Tokens can be chosen arbitrarily (but must be non-zero). They
must be given readable names which are defined as constants
(Java) or defined in a header file #included into your flex file
(C++).
Your scanner must also recognize:
- identifiers
action: return token (more will be added here in Program 2)
- literal integers
action: save the integer value in a variable and return a token
- quoted strings
action: remove quote marks, add to string list, and
return token
- single characters (enclosed in single quotes)
action: return token
- new line characters ('\n')
action: increment line counter
- comments
action: none
- white space (regular expression: [ \t])
action: ignore
- characters which do not match the lexical structure of Paxi
(regular expression: ".")
action: give error message and exit program.
The String List
Whenever a quoted string is recognized it is added (without quote
marks) to a string list. The string list must be kept in the
order in which the strings are found in the source file. I.e. when a
new string is found it is added to the end of the list.
The Symbol Table
The symbol table will be a hash table. The simplest hash
table organization ("separate chaining" for synonyms) will work well
here. The table's internal workings will not be visible
outside of the module in which it is defined. Access will be through
two operations: lookup and insert.
Lookup will take a character string as parameter, search
the symbol table and return a pointer to a symbol table entry if one
is found having that string as its (identifier) key. If no entry was
found lookup will return null.
Insert will create a new entry in the symbol table.
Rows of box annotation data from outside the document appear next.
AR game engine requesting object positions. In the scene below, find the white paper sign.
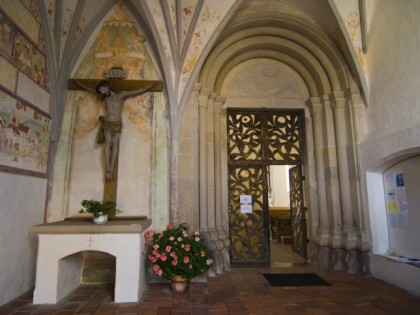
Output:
[239,195,252,205]
[241,203,252,213]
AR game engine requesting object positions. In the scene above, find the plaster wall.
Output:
[359,0,420,293]
[0,173,46,305]
[0,0,51,305]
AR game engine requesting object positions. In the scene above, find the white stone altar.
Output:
[33,217,151,304]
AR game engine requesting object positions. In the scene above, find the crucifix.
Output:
[68,68,162,202]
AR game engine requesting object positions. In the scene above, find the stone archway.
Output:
[193,12,369,272]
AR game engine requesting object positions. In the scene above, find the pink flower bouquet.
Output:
[144,224,213,279]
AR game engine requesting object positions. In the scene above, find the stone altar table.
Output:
[33,216,151,304]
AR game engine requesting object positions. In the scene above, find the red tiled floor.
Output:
[0,266,420,315]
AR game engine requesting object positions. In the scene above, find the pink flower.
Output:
[153,265,163,276]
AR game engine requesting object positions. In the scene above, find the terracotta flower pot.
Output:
[171,275,187,292]
[93,214,108,224]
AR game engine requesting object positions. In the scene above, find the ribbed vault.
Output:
[199,15,353,97]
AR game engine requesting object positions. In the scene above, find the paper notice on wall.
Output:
[241,204,252,213]
[239,195,252,205]
[385,172,408,213]
[239,195,252,213]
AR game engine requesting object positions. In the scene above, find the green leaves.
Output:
[79,200,123,218]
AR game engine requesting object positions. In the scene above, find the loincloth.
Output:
[96,116,122,144]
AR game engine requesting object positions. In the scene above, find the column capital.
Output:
[214,96,226,113]
[198,89,212,108]
[309,97,322,116]
[330,92,346,109]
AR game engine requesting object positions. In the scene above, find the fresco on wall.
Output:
[20,0,39,21]
[0,11,48,89]
[13,33,47,88]
[0,90,50,177]
[227,64,303,99]
[0,11,16,59]
[75,5,156,137]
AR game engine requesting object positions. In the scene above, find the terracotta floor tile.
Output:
[0,266,420,315]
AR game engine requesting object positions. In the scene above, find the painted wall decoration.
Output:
[0,90,50,177]
[0,11,48,90]
[75,6,156,80]
[0,11,16,59]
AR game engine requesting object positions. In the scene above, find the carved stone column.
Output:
[311,98,329,246]
[198,89,211,232]
[332,92,356,249]
[213,96,230,273]
[322,95,342,248]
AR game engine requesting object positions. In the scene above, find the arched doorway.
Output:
[227,109,307,265]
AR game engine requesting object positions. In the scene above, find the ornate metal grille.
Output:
[229,166,268,263]
[228,113,262,161]
[227,110,303,264]
[266,112,303,165]
[289,166,308,258]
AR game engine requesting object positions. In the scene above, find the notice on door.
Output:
[239,195,252,213]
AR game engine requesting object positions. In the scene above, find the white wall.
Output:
[385,156,420,259]
[359,0,420,293]
[270,165,290,207]
[0,173,46,305]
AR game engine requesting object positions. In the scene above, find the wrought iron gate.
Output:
[289,165,308,259]
[227,109,304,264]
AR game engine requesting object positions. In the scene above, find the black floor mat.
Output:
[263,273,330,287]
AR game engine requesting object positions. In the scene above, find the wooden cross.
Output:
[88,236,94,248]
[68,78,163,202]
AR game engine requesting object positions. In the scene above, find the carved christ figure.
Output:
[74,80,156,180]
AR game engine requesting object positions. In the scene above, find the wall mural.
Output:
[0,90,50,177]
[0,11,48,90]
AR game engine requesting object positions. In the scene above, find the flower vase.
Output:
[171,275,187,292]
[93,214,108,224]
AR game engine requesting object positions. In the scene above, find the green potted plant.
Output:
[144,224,213,291]
[79,200,122,224]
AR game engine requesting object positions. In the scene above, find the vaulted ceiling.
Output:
[38,0,363,138]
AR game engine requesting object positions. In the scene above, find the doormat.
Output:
[263,273,331,287]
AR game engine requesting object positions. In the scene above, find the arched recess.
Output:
[49,3,169,232]
[194,12,366,272]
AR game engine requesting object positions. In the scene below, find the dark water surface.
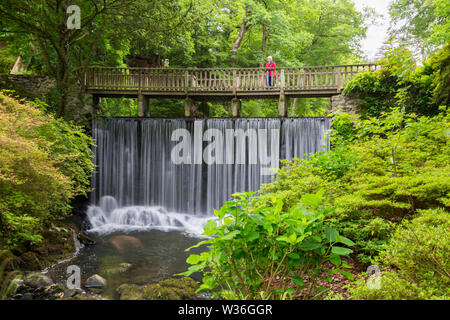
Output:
[47,230,204,298]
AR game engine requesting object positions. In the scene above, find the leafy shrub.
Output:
[0,93,93,248]
[349,209,450,299]
[344,45,450,117]
[183,190,353,299]
[260,109,450,263]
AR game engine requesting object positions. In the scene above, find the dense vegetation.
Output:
[0,0,450,299]
[184,107,450,298]
[0,92,93,249]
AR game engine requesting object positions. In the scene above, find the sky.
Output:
[353,0,391,61]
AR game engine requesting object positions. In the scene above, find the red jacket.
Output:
[266,61,277,77]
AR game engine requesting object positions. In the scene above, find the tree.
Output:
[389,0,450,61]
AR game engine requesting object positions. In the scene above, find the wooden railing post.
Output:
[233,69,239,95]
[280,69,286,91]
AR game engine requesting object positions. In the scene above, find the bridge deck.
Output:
[84,64,380,100]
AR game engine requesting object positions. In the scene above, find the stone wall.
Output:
[0,74,55,100]
[331,94,361,114]
[0,74,92,121]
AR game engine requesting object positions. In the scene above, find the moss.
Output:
[13,224,75,271]
[117,277,198,300]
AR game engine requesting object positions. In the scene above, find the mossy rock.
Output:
[117,277,198,300]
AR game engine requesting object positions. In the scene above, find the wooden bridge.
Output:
[84,64,380,116]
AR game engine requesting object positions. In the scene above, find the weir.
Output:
[88,118,331,234]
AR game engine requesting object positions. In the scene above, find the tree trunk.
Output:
[261,23,269,68]
[231,9,248,65]
[289,98,298,117]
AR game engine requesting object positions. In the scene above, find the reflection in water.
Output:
[48,230,206,298]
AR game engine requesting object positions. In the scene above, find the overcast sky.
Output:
[353,0,391,61]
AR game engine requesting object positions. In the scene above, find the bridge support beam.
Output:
[278,93,289,118]
[184,97,194,118]
[92,94,100,116]
[138,94,150,118]
[231,98,242,118]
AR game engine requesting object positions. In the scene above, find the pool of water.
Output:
[47,230,204,298]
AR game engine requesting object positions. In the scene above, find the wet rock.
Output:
[99,262,131,277]
[77,233,95,246]
[117,277,198,300]
[62,289,83,299]
[23,272,53,288]
[85,274,106,288]
[22,292,33,300]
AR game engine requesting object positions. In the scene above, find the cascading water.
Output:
[87,118,331,234]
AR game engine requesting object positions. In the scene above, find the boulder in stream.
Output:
[84,274,106,288]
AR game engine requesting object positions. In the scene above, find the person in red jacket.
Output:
[266,56,277,88]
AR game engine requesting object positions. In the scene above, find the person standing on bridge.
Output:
[266,56,277,88]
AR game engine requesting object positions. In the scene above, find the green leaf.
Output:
[288,252,300,260]
[185,240,211,252]
[325,227,339,242]
[247,231,259,241]
[291,276,305,288]
[186,254,201,264]
[298,241,322,251]
[220,230,241,240]
[203,219,217,236]
[336,234,355,247]
[331,246,353,256]
[331,269,355,281]
[330,254,342,267]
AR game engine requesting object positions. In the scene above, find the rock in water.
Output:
[85,274,106,288]
[24,272,53,288]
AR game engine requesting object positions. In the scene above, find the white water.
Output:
[87,196,212,237]
[87,118,331,236]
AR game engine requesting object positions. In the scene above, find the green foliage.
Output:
[0,93,93,248]
[183,190,353,299]
[389,0,450,60]
[261,110,450,263]
[350,209,450,300]
[344,45,450,116]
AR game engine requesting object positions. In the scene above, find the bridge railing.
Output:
[84,64,380,93]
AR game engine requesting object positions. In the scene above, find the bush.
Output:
[344,45,450,117]
[261,109,450,263]
[350,209,450,299]
[0,93,93,248]
[183,190,353,299]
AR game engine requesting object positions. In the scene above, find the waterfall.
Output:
[88,118,331,233]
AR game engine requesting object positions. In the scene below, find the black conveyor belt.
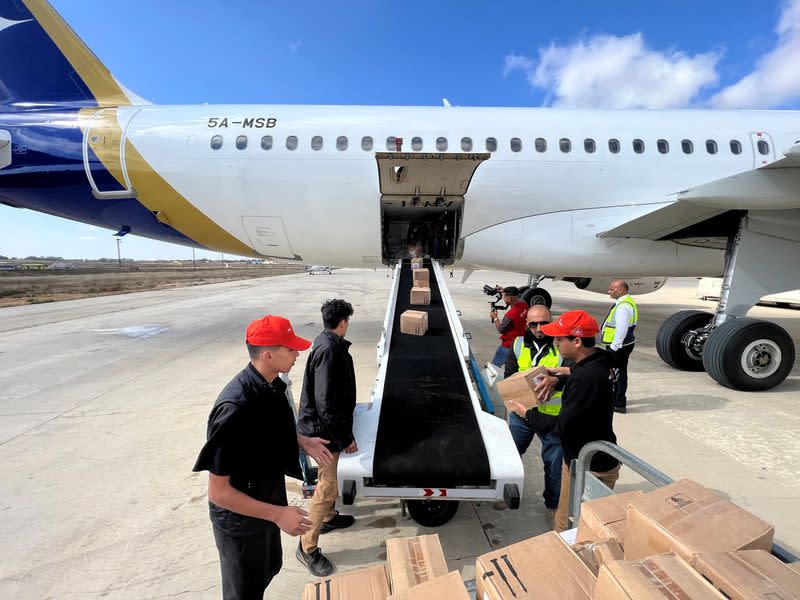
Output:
[372,259,490,488]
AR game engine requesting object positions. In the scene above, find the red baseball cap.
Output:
[245,315,311,350]
[539,310,600,337]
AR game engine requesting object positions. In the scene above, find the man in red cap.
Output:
[193,315,331,600]
[537,310,619,532]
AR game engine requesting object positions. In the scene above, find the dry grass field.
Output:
[0,262,303,308]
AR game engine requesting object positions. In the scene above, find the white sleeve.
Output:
[611,304,633,350]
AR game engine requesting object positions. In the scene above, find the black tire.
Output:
[406,500,458,527]
[522,288,553,308]
[656,310,714,371]
[703,319,795,392]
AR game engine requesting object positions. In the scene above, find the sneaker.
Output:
[319,510,356,533]
[294,542,333,577]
Before making the new entry it will first check to see if an entry
already exists with the same (identifier) key. If such already exists
insert will return a value indicating that it failed, otherwise it
will return a value indicating success.
Symbol table entries will have four fields:
The name field will hold the identifier. The type
field will hold value variable, array,
procedure, parameter, or local variable.
Size will be 1 in the case of a (scalar) variable, the array
length in the case of an array, and the number of formal parameters in
the case of a procedure. Location will be the address (data
store index) of a variable or array and the entry point (code store
index) for a procedure. For Program 1 the size and location fields
will be set to 0 (this will be changed in later programs).
The Test Drivers
You will write a test driver to run your scanner and another to test
your symbol table functions.
For the first test driver (for your scanner),
you will write a program which calls the
scanner (yylex()) in a loop which terminates on end of input
(when yylex() returns 0). Each time yylex() returns a token your
program will print out the (integer) token value. If the token is
that for identifier, number, or string the program will also display
the recognized identifier, number, or string. After the program has
finished scanning the input it will display the entire string list.
The second test driver (for your symbol table)
will display a simple menu to the user with
three options: insert, lookup, and quit.
If the user chooses insert the program will accept an
identifier (character string) and type (as described above) and call
the symbol table's insert operation to make a new table entry. The
test program will display whether the insertion was successful or
not. If the user chooses lookup the program will accept an
identifier and attempt to find a symbol table entry for that entry.
If none is found a message to that effect will be displayed. If one
is found its four fields will be displayed. When the user chooses
quit the program will display the entire symbol
table, in a readable form, and then exit.
To Hand In
You will hand in your source code
and a terminal session using sample data to be provided later.